Performance Series Part 2 -- Why is PJIT Slow?
In the last part of the series we put PJIT up against the state-of-the-art 68000 emulator for ARM that used the traditional interpreter style of emulation, Cyclone 68000, and found PJIT to be rather compelling. But one cannot ignore the raw performance of a true JIT.
Generally, there are three reasons why a true JIT is going to be faster than PJIT:
- lack of threading overhead
- register colouring
- additional optimizations
Lack of Threading Overhead
We left off the last series with this little bit of code for a MOVE.B:
bl #offs ;@ to get here... ;@ ----------  move.b d0, d0 uses Op1000 ---------- Op1000: ldrb r2,[r7,#4] ;@ load byte from D1 strb r2,[r7] ;@ store in D0 bx lr ;@ and return
You can see that the part of this that actually performs the operation (the LDRB and STRB) make up only half the code as there are two branches surrounding us – the branch to get here and the branch to get back. When a traditional JIT is compiling a block, there are no branches, so instead, the ARM instructions are simply concatenated together before then block is executed.
Now, because of branch prediction and return caching, neither of these will cost us a pipeline stall, but they’re still instructions and they still have overhead and a traditional JIT should execute this about twice as fast as PJIT.
Because each opcode for PJIT is a fully pre-compiled subroutine, we have to design a static allocation for each of the 68000’s registers, of which there are sixteen. Unfortunately, there are more 68K registers than there are available ARM registers.
The solution traditional JITs use is called Register Colouring – or dynamic register allocation. That is, there is no direct association between the ARM and 68K registers and instead the JIT will allocate ARM registers as required.
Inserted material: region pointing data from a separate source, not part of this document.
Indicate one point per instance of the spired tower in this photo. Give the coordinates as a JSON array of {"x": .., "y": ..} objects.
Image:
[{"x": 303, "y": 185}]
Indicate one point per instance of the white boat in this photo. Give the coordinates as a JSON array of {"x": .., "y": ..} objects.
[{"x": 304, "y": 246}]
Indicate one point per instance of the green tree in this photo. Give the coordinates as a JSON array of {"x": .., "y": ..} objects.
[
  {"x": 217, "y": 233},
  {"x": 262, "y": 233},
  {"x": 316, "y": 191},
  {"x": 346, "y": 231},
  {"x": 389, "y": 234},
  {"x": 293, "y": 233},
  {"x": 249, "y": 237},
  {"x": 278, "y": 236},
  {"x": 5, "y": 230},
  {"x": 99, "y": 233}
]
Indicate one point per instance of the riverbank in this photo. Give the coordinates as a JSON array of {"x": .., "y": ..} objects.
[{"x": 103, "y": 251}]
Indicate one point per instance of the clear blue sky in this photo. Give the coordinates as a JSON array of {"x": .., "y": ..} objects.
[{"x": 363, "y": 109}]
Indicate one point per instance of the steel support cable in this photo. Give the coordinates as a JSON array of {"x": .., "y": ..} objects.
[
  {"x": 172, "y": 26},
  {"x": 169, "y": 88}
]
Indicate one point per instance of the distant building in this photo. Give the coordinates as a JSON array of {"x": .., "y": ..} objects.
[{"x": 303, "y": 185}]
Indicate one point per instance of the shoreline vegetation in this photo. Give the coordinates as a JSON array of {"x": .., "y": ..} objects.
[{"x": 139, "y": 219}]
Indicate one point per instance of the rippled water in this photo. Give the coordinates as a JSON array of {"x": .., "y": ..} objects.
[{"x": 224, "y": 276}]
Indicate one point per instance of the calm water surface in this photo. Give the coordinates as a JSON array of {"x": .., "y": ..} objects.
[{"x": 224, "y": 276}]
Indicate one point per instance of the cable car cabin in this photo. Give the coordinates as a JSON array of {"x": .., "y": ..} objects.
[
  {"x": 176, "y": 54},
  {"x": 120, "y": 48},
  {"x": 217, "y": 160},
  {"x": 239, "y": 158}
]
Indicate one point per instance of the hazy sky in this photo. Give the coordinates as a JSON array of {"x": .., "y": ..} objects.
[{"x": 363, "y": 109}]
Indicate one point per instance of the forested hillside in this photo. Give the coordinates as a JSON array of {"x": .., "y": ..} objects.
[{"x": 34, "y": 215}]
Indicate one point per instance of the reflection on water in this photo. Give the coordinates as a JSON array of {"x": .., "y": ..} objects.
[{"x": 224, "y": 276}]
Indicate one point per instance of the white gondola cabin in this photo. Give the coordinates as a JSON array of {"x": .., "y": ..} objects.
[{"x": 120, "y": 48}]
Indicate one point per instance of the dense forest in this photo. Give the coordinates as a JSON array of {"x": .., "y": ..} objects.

Let’s look at a little subroutine:
addl d1,d0 ;@ find two free ARM registers; R0 and R1 then add asrl #1,d0 ;@ divide by two and store back to D0 rts ;@ were done, lets go home
When PJIT sees this, it creates a branch to the subroutine to three routines; the specific ADD.L, the ASR.L and then the RTS. These look something like this:
... bl ADDL_D1_D0 bl ASR_L bl RTS ... ADDL_D1_D0: ldr r3, [r7] ldr r2, [r7, #4] adds r3, r3, r2 str r3, [r7] bx lr ASR_L: ldr r3, [r7,] lsrs r3, r3, #1 str r3, [r7] bx lr RTS: ldr r0, [r13], #4 bl reenter
These 14 instructions would take about eight cycles to execute and aren’t ideal. There’s a lot of load and store pressure here and we’d better have that state in some zero-cycle SRAM! However, regular JIT would do something more like this:
... ldr r3, [r7] ldr r2, [r7, #4] adds r3, r3, r2 lsrs r3, r3, #1 str r3, [r7] ldr r0, [r13], #4 bx lr
This takes about four cycles and ought to be nearly twice as fast as PJIT. Not only are we saving the extra branches here, but we’re also performing a sort-of automatic peephole optimization by not storing and reloading the registers from memory!
This is truely a well with no bottom and different architectures benefit from different optimizations, but great care has to be taken as the performance impact to the system to analyse and optimise code may be greater than the benefit of slightly faster actual execution. I won’t go into too much detail here, but the common optimizations I’m aware of are: subroutine inlining, constant folding and loop simplificaion.
When jumping to an absolute addresses, the JIT may follow the jump and create a super-block that inlines the subroutine. This avoids leaving the JIT code and re-entering back in the main loop. But like many things with JIT, this not only means potentially re-JIT-ing the same code over and over again for every unique caller, but also means yet another way JIT code can use memory excessively.
This simply takes constant values loaded into the 68K “scratch registers” that are only used once as an offset for another memory action. It can eliminate the entire opcode by essentially deferring the immediate value to when it’s needed later and is one of the few ways JIT can save memory.
Normally each JIT block will have some entry and exit code. At the end of the block, the CPU will return to the main loop, reevaluate the program counter and re-search the cache for the block to execute or compile a new one if necessary. For small, closed loops, this is not optimal, so a simple fix is when the branch returns to the begining of the current block, to do so on only exit the block when the loop exits.
So traditional JIT clearly looks a lot faster that PJIT, easily up to twice as fast! In fact, Emu68 can get very close to 1MIPS per MHz on JIT compiled code, which is absolutely amazing! But there are some things I’ve completely glossed over here that level the playing field quite a bit.